SVG is the best option for any vector graphics that will be used on a website. This could include logos, vectors, charts, graphs, illustrations, and any other vector images. Since SVG files are vectors, these images can display at any size without losing clarity. That’s a big advantage over raster/bitmap formats like PNG and JPG that will get pixelated if the image expands. You can still design the image and keep a working copy in AI, EPS, or any other vector format, but it should be converted to SVG format for use on a website.
|No longer in development
|Actively developed by W3C
|Widely supported and can be used with most design software and apps. Preview image included.
|Only vector graphics format that can be used online. Can be read and indexed by search engines.
Frequently Asked Questions
Is SVG the Same as EPS?
SVG and EPS are two different file formats. While there are many differences covered in this article, in general, SVG format is better for images that will be used online, and EPS is better for designs that will be printed.
Can I Convert EPS to SVG?
Yes, you can convert an EPS file to SVG format. To do this, open the file in Adobe Illustrator or another program that supports both of these file types and save or export it and select the SVG format. While converting files is possible, it does take an extra step and more time, so it’s best to consider the appropriate format when you’re creating new projects.
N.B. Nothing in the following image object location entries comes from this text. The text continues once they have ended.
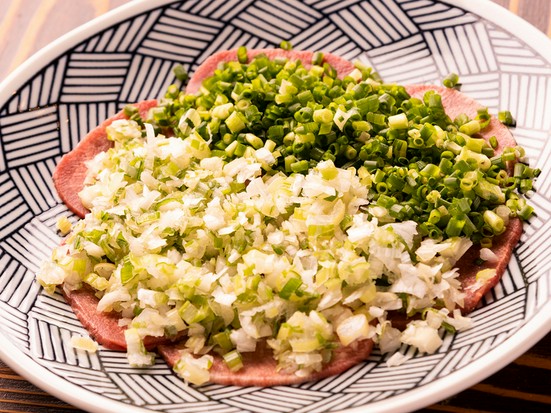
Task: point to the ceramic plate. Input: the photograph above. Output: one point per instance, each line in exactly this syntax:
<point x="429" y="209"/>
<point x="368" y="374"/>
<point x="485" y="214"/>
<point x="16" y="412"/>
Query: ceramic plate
<point x="127" y="56"/>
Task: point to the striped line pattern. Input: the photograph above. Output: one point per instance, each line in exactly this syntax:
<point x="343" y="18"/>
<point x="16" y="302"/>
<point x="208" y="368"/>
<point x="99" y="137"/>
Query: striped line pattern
<point x="406" y="41"/>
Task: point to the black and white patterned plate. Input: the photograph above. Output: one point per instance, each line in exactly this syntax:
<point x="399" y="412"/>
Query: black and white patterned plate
<point x="127" y="56"/>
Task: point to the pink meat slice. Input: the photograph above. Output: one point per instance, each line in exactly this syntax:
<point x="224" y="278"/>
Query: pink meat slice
<point x="260" y="368"/>
<point x="456" y="103"/>
<point x="502" y="247"/>
<point x="70" y="173"/>
<point x="207" y="68"/>
<point x="103" y="327"/>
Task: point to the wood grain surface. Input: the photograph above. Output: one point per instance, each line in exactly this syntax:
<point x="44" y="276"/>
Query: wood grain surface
<point x="28" y="25"/>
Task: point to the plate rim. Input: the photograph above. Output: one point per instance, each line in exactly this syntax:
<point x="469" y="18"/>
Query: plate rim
<point x="528" y="334"/>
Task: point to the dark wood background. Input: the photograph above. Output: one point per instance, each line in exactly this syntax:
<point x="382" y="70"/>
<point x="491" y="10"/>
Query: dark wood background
<point x="28" y="25"/>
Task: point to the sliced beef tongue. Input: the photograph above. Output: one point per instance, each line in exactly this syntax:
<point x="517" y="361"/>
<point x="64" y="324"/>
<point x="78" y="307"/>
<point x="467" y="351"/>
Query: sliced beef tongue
<point x="260" y="367"/>
<point x="502" y="247"/>
<point x="456" y="103"/>
<point x="70" y="173"/>
<point x="103" y="327"/>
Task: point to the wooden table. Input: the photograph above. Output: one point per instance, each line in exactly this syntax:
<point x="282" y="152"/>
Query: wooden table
<point x="522" y="386"/>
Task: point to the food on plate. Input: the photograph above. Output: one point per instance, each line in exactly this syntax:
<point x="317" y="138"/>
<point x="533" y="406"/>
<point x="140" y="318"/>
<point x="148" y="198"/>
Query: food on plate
<point x="281" y="215"/>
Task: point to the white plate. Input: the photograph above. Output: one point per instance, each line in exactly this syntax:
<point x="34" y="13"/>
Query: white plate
<point x="127" y="55"/>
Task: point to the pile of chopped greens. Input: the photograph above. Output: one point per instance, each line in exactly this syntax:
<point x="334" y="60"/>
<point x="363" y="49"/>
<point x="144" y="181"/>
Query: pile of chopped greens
<point x="283" y="204"/>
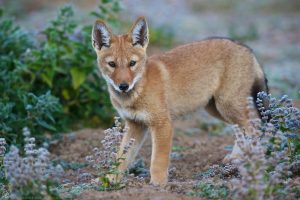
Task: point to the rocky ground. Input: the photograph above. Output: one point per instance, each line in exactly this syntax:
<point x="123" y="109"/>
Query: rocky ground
<point x="194" y="152"/>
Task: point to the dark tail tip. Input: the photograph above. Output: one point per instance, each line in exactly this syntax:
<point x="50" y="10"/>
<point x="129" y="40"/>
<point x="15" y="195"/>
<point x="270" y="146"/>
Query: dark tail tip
<point x="260" y="86"/>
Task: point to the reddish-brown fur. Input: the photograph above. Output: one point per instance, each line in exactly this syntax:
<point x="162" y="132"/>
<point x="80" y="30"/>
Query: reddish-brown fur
<point x="217" y="74"/>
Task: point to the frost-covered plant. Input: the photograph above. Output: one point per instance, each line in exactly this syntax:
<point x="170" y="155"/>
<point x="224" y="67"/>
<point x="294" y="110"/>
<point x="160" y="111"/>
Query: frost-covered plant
<point x="30" y="175"/>
<point x="269" y="149"/>
<point x="107" y="160"/>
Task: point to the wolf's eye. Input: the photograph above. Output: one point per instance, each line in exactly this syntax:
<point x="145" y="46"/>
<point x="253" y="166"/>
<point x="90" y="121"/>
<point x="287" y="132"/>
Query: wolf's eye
<point x="112" y="64"/>
<point x="132" y="63"/>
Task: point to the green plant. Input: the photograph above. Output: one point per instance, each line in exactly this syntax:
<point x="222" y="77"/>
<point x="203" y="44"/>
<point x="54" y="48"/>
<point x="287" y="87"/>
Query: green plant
<point x="65" y="64"/>
<point x="20" y="107"/>
<point x="52" y="84"/>
<point x="210" y="191"/>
Should I Save as SVG or EPS?
The best format will depend on the scenario in which the file will be used, and who will need access to the file. EPS is a widely-supported format, so it’s a good choice if clients or colleagues will be working with the file. EPS is also ideal for print-based designs. Images that will be used in web design (like brand logo files and icons) should be saved in SVG format.
Is SVG Good for Printing?
No, SVG is not a good format for printing. It’s far more ideal for images that will be used online. EPS and other vector file formats, like AI, are better for designs that will be printed (like brochures and other marketing materials).
Is EPS Scalable?
EPS files can include both raster (bitmap) and vector elements. If an EPS includes only vector elements, it will be scalable when resized without loss of sharpness. If it includes a raster object, it will pixelate as the size increase.